Hafif bir gülümseme sunarak tekrar üzerime egildi. Gittikce daha da yaklaşıyordu ve bu beni rahatsız etmeye başlıyordu. Az önceki özgüvenli halim de böyle hemen dağılabiliyordu işte.

İki yanıma da koyduğu ellerini hafifçe haraket ettirdi ve daha ne kadar bana yaklaşabilecegini test eder gibi yaklaştı.

Tek elini tezgahtan çekerek çeneme koydu. Anında kafamı sağa çevirerek ona engel oldum.

" Çek elini."

Sesimi olabilicegince ciddi kullanmaya çalışmıştım.

" Ne oldu? Daha bir şey yapmamıştım oysa."

" Cidden fazla oluyorsun farkındasın değil mi? Önce okula kitliyorsun, sonra eve getiriyorsun ve simdi de gereğinden fazla temasta bulunuyorsun. Yapmaktan bahsettigin böyle saçma sapan seylerdi değil mi?"

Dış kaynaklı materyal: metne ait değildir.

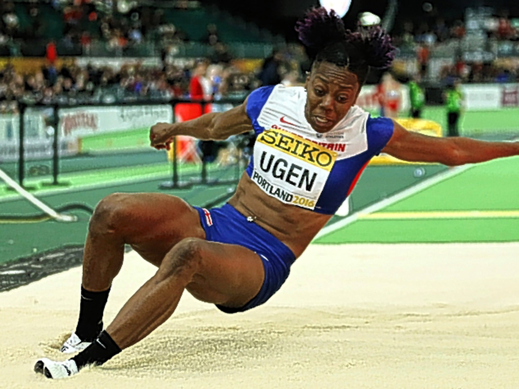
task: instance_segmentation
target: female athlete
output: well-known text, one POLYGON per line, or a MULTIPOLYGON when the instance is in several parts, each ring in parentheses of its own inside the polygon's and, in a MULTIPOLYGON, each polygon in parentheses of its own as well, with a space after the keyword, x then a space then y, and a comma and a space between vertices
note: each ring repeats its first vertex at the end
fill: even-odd
POLYGON ((304 88, 260 88, 226 112, 152 127, 157 148, 169 148, 175 135, 217 140, 253 129, 254 155, 220 208, 201 209, 157 193, 103 199, 87 237, 77 326, 62 348, 82 351, 63 362, 42 358, 36 372, 61 378, 104 363, 167 320, 184 290, 227 313, 263 304, 380 152, 449 165, 519 154, 517 143, 429 137, 357 106, 369 67, 387 67, 393 57, 379 28, 347 31, 333 11, 318 8, 296 30, 317 52, 304 88), (103 330, 125 244, 158 270, 103 330))

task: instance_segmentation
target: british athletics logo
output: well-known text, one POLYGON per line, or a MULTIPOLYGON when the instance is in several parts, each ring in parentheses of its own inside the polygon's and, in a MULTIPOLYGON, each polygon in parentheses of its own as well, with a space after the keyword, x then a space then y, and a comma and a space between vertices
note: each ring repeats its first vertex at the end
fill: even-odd
POLYGON ((213 225, 213 218, 211 217, 211 213, 205 208, 202 208, 203 214, 206 215, 206 223, 208 226, 211 227, 213 225))

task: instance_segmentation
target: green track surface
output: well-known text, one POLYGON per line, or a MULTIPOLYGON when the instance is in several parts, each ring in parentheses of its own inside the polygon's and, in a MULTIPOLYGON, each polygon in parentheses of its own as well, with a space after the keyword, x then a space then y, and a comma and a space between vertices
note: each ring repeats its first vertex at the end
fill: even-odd
MULTIPOLYGON (((189 190, 159 191, 157 188, 165 180, 162 178, 89 189, 78 187, 62 193, 40 193, 39 197, 53 208, 71 203, 93 207, 101 199, 114 192, 162 191, 179 196, 194 205, 202 205, 224 195, 229 187, 196 186, 189 190)), ((19 197, 16 200, 0 202, 0 207, 1 216, 31 215, 41 212, 19 197)), ((84 244, 90 215, 81 211, 72 211, 72 213, 79 217, 79 221, 72 223, 49 220, 38 223, 0 224, 0 263, 65 245, 84 244)))
MULTIPOLYGON (((379 211, 519 210, 519 157, 469 170, 379 211)), ((375 215, 377 214, 374 214, 375 215)), ((519 241, 519 218, 360 220, 315 243, 417 243, 519 241)))
MULTIPOLYGON (((447 112, 442 106, 426 107, 422 118, 433 120, 447 131, 447 112)), ((489 139, 519 136, 519 109, 503 108, 493 111, 468 111, 461 114, 460 135, 489 139)))

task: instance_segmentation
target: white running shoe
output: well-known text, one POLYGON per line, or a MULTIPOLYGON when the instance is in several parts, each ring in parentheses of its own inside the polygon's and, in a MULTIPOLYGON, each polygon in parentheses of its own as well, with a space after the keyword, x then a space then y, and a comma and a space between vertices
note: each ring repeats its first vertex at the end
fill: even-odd
POLYGON ((34 371, 44 374, 47 378, 53 379, 70 377, 77 374, 79 371, 74 359, 55 362, 47 358, 38 359, 34 365, 34 371))
POLYGON ((79 339, 79 337, 76 335, 75 332, 72 332, 70 337, 65 340, 65 343, 61 346, 60 351, 63 354, 77 353, 86 349, 91 343, 91 342, 84 342, 79 339))

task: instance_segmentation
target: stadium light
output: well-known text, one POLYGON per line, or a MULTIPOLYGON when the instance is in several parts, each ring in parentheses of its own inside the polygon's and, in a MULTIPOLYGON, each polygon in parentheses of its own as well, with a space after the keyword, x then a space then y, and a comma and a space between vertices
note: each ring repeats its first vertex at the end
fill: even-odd
POLYGON ((346 15, 351 5, 351 0, 319 0, 319 1, 321 5, 327 10, 333 9, 340 18, 346 15))
POLYGON ((361 25, 367 26, 380 24, 380 18, 371 12, 363 12, 359 18, 361 25))

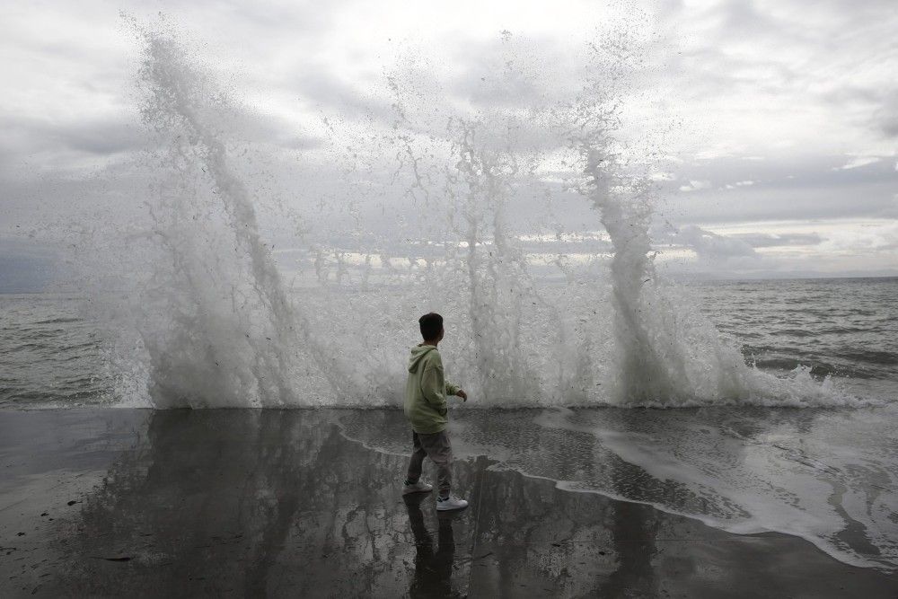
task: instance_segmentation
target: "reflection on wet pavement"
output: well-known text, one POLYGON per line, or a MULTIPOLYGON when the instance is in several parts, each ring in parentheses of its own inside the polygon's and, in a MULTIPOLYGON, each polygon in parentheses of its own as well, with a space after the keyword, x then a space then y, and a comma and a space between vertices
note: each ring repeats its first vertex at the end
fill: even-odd
MULTIPOLYGON (((471 506, 437 515, 433 493, 401 495, 408 458, 382 446, 397 432, 395 449, 404 451, 402 418, 0 412, 0 432, 16 431, 0 436, 11 472, 0 483, 0 595, 844 596, 850 589, 893 597, 898 589, 893 575, 845 565, 801 539, 731 534, 648 505, 570 492, 471 445, 460 452, 455 479, 471 506), (381 440, 353 440, 363 428, 381 440), (49 482, 35 486, 41 480, 49 482)), ((630 484, 631 465, 603 459, 590 460, 594 471, 630 484)))

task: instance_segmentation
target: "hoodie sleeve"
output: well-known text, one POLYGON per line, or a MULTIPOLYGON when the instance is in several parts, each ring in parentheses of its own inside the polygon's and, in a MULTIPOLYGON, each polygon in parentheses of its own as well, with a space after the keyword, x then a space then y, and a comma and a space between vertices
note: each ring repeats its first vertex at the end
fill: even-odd
POLYGON ((446 408, 445 379, 443 375, 442 365, 428 364, 421 377, 421 392, 424 399, 434 408, 440 416, 445 416, 448 411, 446 408))

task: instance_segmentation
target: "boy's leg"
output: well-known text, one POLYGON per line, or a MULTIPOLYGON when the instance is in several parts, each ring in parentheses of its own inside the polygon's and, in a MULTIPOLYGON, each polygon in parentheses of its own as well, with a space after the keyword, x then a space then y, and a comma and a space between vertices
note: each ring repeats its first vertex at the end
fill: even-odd
POLYGON ((416 483, 421 478, 421 462, 424 462, 424 456, 427 454, 424 447, 421 446, 421 438, 414 431, 411 433, 411 444, 414 451, 409 461, 409 473, 406 474, 405 478, 405 481, 409 484, 416 483))
POLYGON ((449 433, 441 431, 433 435, 418 435, 421 447, 427 457, 436 464, 436 486, 441 498, 449 497, 452 487, 452 444, 449 433))

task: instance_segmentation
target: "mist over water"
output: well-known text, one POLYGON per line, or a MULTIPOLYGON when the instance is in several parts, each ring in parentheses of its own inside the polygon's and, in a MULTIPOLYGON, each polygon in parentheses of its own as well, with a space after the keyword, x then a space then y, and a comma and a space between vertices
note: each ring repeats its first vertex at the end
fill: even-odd
POLYGON ((506 36, 488 90, 506 101, 489 110, 443 101, 426 68, 400 65, 387 121, 324 115, 346 191, 320 198, 316 221, 272 207, 248 179, 233 91, 177 36, 138 31, 154 149, 137 168, 151 182, 127 227, 89 240, 81 273, 117 402, 398 405, 417 318, 431 310, 446 318, 448 374, 472 406, 864 401, 800 365, 748 366, 657 276, 650 161, 617 135, 638 46, 626 35, 585 44, 582 89, 530 101, 517 91, 548 66, 515 62, 506 36), (528 245, 534 230, 576 234, 553 216, 562 191, 604 230, 585 259, 528 245), (374 200, 384 226, 365 222, 374 200), (528 229, 524 201, 537 207, 528 229), (276 252, 262 223, 285 220, 290 247, 276 252))

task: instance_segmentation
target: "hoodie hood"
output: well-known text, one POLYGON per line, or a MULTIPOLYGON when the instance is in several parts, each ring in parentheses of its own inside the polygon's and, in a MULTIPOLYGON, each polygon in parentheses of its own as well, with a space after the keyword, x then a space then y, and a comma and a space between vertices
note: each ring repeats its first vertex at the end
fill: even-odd
POLYGON ((432 345, 416 345, 411 348, 411 354, 409 356, 409 372, 413 373, 418 370, 418 366, 421 363, 424 357, 429 354, 431 351, 436 351, 436 347, 432 345))

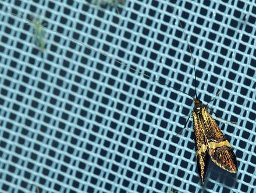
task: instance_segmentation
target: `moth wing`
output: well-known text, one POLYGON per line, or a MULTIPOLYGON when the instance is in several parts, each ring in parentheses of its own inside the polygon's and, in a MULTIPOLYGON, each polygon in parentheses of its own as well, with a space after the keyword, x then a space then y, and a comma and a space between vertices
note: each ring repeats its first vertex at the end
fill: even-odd
POLYGON ((202 112, 207 128, 204 133, 211 159, 219 167, 231 173, 237 173, 237 161, 232 147, 205 108, 202 112))
POLYGON ((197 169, 202 183, 204 184, 209 163, 209 155, 207 152, 206 139, 203 134, 203 125, 200 120, 201 118, 197 116, 194 111, 193 112, 193 116, 197 169))

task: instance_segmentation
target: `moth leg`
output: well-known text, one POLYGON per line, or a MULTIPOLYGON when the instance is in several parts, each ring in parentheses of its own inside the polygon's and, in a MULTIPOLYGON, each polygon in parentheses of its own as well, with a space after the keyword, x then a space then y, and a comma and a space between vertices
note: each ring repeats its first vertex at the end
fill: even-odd
POLYGON ((227 122, 230 122, 230 123, 233 123, 233 124, 236 124, 236 123, 237 123, 236 122, 230 121, 227 121, 227 120, 226 120, 226 119, 223 119, 223 118, 222 118, 222 117, 218 116, 218 115, 217 115, 217 114, 214 111, 214 110, 212 110, 212 109, 211 108, 208 107, 208 108, 211 111, 212 111, 212 112, 215 115, 215 116, 216 116, 216 117, 218 117, 218 118, 220 118, 220 119, 222 119, 222 120, 224 120, 224 121, 227 121, 227 122))

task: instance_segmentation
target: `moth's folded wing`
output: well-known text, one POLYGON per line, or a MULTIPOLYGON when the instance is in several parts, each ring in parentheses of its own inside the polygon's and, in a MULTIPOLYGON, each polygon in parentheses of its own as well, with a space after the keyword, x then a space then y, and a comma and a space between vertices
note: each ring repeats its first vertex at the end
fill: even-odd
POLYGON ((205 132, 205 136, 211 159, 223 169, 237 173, 237 161, 232 147, 209 113, 206 110, 204 111, 203 118, 209 130, 205 132))
POLYGON ((200 114, 197 114, 194 112, 193 112, 193 115, 195 134, 195 158, 198 173, 202 180, 202 183, 204 184, 209 163, 209 155, 207 152, 206 140, 202 132, 204 125, 202 124, 201 120, 202 117, 200 114))

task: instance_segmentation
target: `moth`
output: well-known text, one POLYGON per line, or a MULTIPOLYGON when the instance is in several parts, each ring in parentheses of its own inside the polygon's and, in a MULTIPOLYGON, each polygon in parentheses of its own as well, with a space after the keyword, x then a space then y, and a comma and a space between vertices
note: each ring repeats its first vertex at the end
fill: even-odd
MULTIPOLYGON (((192 116, 193 118, 194 130, 195 134, 195 156, 198 173, 201 179, 202 183, 204 184, 208 166, 208 161, 210 159, 220 167, 230 173, 234 173, 237 172, 237 162, 230 144, 226 139, 224 134, 222 133, 215 121, 208 112, 208 105, 205 106, 199 99, 199 97, 197 96, 196 70, 192 52, 191 52, 189 43, 187 39, 186 34, 184 32, 183 28, 182 27, 179 19, 176 15, 175 16, 179 21, 179 25, 183 31, 183 33, 185 34, 184 37, 189 45, 191 58, 193 59, 194 71, 195 74, 195 93, 196 97, 193 97, 189 94, 177 89, 174 87, 172 87, 170 85, 162 83, 159 81, 157 81, 161 84, 165 85, 169 88, 183 92, 191 97, 194 101, 194 107, 192 110, 192 116)), ((77 42, 76 41, 75 41, 77 42)), ((81 43, 93 50, 99 52, 83 43, 79 42, 79 43, 81 43)), ((101 52, 101 54, 111 58, 101 52)), ((111 59, 113 59, 113 58, 111 59)), ((120 64, 128 67, 126 64, 120 63, 116 60, 115 60, 120 64)), ((140 71, 137 71, 131 67, 129 67, 129 68, 134 71, 137 71, 138 73, 142 74, 140 71)), ((143 75, 147 78, 150 78, 154 81, 157 81, 155 79, 149 77, 145 74, 143 74, 143 75)), ((186 125, 184 128, 186 127, 186 125)))
MULTIPOLYGON (((172 9, 174 12, 172 7, 172 9)), ((204 184, 209 159, 211 159, 219 167, 233 173, 237 173, 237 161, 229 141, 226 139, 215 121, 207 111, 208 105, 205 106, 198 97, 196 70, 190 46, 181 23, 175 14, 175 16, 184 34, 193 63, 196 97, 194 98, 187 93, 182 92, 192 97, 194 101, 194 106, 192 110, 192 116, 195 135, 195 158, 199 175, 204 184)), ((219 94, 219 92, 217 96, 219 94)), ((186 123, 190 118, 190 116, 187 120, 186 123)), ((185 124, 184 128, 186 125, 186 124, 185 124)))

Elimle daha güçlü bir şekilde iterek oluşan boşluktan kendimi anında ileriye ittim ve mutfaktan çıkmak adına ilk adımımı attım. İçten bir ses şimdi kolunu tutacak dediği anda kolumda hissettigim elleriyle hafifçe gülümsedim.

" Biliyordum.." diye mırıldandım ona yavaşça dönerken.

Kafamı tam anlamıyla ona doğru çevirdiğimde göz göze geldik. O bana, ben ona anlamsız bakışlar atarken hala bir sey söylememiş olmasının nedeni sorguluyordum.

Yüzünde geçen aksamki ifade vardı yine. Ne söyleyecegini, ne yapacağını bilmedigini belki eden o ifade.

Ağzımı açıp bir sey söylecektim ki bir anda açılan kapı sesiyle ikimizde hızla kapıya doğru döndük. Gelen sarı saçlı olan, yani Jimin'di.

Eliyle saclarını geriye doğru ittikten sonra endişeliyi andıran yüz ifadesiyle bir süre ikimize, Yoongi'nin kolumu tutan eline baktı. Hızlı hızlı alıp verdigi nefesleri koştuğu düşüncesi uyandırmıştı bende.

" Ne var Jimin?" dedi Yoongi ciddi bir ses tonu ile.

Kafamı hafifçe çevirerek ona baktığımda gözleri bana kaymış ve bir süre gözlerimiz bulusmustu. Anında kafamı geri çevirdim ve Jimin'e odaklandım.

" Şey.. biri geldi ama, nasıl desem bilemiyorum. Cidden biz bir sey demedik tabi ki ama, bir seyler öğrenmis. Yani.."

" Jimin doğru düzgün söyle şunu!"

" Taehyung geldi."

Yoongi'nin kolumdaki elleri anında gevşerken, oluşan kısa süreli sessizlikten şok olduğunu anlayabiliyordum. Açıkçası ben de olmuştum. Kim Taehyung. Cidden gelmiş miydi? Benim için mi? Ya da başka bir sey?

" Nasıl.." diye mırıldandı Yoongi hızlı adımlarla beni unutmuşçasına Jimin'le birlikte mutfaktan çıkarken.

Bir süre arkalarıdan baktım. Eger Taehyung geldiyse beni buradan almasını istiyordum. Benim için gelmediyse bile beni görürse alırdı elbet yanına.

Derince bir nefes alıp verdim ve yavas adımlarla mutfak kapısının dibine girerek durdum. Kulağıma kapıya yasladım ve sesleri duymaya çalıştım. Çıkış kapısı hemen şurası degil miydi zaten?

" Yoongi meseleyi uzatma. Çabuk ol. Nerede söyle. Nerede?!"

Taehyung'un sesiydi bu.
Neyin yerinden bahsediyordu böyle acele bir bicimde?